I was reading this blog post today about the rediscovery of an ancient Iranian goblet as one of the earliest (perhaps the earliest) cartoons, illustrating a goat in several different positions around the bowl. There’s a short video of the ‘animation’ on the post which shows the goat leaping twice and eventually reaching the leaves of a plant in front of him. There’s some early theory that the plant represents the Assyrian Tree of Life, despite the fact that the artifact itself predates Assyrian civilization.

As I was reading this, I was first drawn to the tree of life reference, perhaps because of my Christian background. My first assumption was that the Biblical tree of life (the one in Genesis that’s not the apple, aka not the tree of the knowledge of good and evil) preceded the Assyrian one.  After all, the Assyrians are part of later books of the Bible and the history of the Jewish people.  Evidently, this is not necessarily true: 2/3 of Assyrian history preceded the supposed initial writing of the Genesis tales.  So, though oral history may have carried one or both at the same time, it’s difficult to say who borrowed from whom.

Perhaps a more accurate summary would simply state that the Tree of Life, or World Tree, could be peeking out from this goblet as it  peeks out in a wide variety of myths and stories around the globe.  Take the peach immortality tree of the Taoist, or early Chinese depictions of trees including both the dragon (immortality) and the phoenix (balance).  Take the pomegranate of the Greeks or Yggdrasil of the Norse, or the ceiba tree of the Maya.  Take any old tree you know personally – its power to lift the eyes;  its strong, deep roots and its dancing green lights.  What can such a tree tell you about age, death, and growth?

The point’s the thing (or, the end justifies the means)

 I am reading a fiction book I found in the bargain bin at my local bookstore – to protect the innocent, I will not mention its title here.  And there’s nothing wrong with being in the bargain bin – the classics are often there.  I recently picked up a hardcover Eco book there for a dollar.  It was The Mysterious Flame of Queen Loana, so arguably not one of his best works, but still.  And if I can get that for a dollar, anything I’m getting for $3.65 has some kind of worth.

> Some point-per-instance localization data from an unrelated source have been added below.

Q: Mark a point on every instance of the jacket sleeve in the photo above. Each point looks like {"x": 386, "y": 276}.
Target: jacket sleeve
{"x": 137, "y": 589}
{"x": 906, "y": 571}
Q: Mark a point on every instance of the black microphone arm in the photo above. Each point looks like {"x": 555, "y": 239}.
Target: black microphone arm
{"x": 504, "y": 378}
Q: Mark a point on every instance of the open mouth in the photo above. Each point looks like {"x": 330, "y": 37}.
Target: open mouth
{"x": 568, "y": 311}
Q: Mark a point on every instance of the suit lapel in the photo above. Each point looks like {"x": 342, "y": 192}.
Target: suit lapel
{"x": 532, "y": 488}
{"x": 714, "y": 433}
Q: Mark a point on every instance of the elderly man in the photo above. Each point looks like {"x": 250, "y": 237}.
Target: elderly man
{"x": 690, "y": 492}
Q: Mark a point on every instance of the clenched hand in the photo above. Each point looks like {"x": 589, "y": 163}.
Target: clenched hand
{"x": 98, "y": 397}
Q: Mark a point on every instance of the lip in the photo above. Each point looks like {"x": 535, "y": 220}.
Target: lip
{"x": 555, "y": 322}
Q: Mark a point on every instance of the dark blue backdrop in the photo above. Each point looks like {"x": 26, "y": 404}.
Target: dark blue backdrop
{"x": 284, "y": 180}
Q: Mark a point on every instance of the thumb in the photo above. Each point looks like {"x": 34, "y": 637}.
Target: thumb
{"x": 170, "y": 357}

It is more of an enjoyable quick read, but I still appreciate that type of fiction.  The thing that I don’t value about it is the way it portrays writers.  You see, it’s a frame story in places.  One of the characters is a writer who we see writing within the tale.  We even get to read some of her story.  The point of contention with me is that the writer of the frame story (who happens to be male) has the female writer in his work write the perfect story a chapter at a time with no revision.  None.

Now, the female writer inside the story is writing a children’s book, it’s true.  And while this does mean less  actual words to edit, and perhaps a different standard of writing, to believe this woman just writes and then sets aside her ‘perfect manuscript’ threatens my credulity.  Does the male author expect us to believe anyone can just slop it down for children’s fiction?  Did he, in writing the frame as well as the innards, do that children’s book section in one easy sitting?  I certainly hope not.

Perhaps I’m being to harsh.  Perhaps this particular work of fiction is driven to one specific message, and the details of realism occasionally slip aside.   Perhaps the superb rough-draft of this female writer is a firmer implication of the idea that she was ‘meant’ to write that story.  Perhaps it’s simply a case of the main point, the main end of the tale, overshadowing the smaller details.  However, at the end of the day, I would not consider Cesare Borgia in my friendship circle.  And I doubly don’t trust Machiavelli.  For that reason, I am hesitant to embrace their particular credo, even if skewed to fit a very different time and a very different set of circumstances.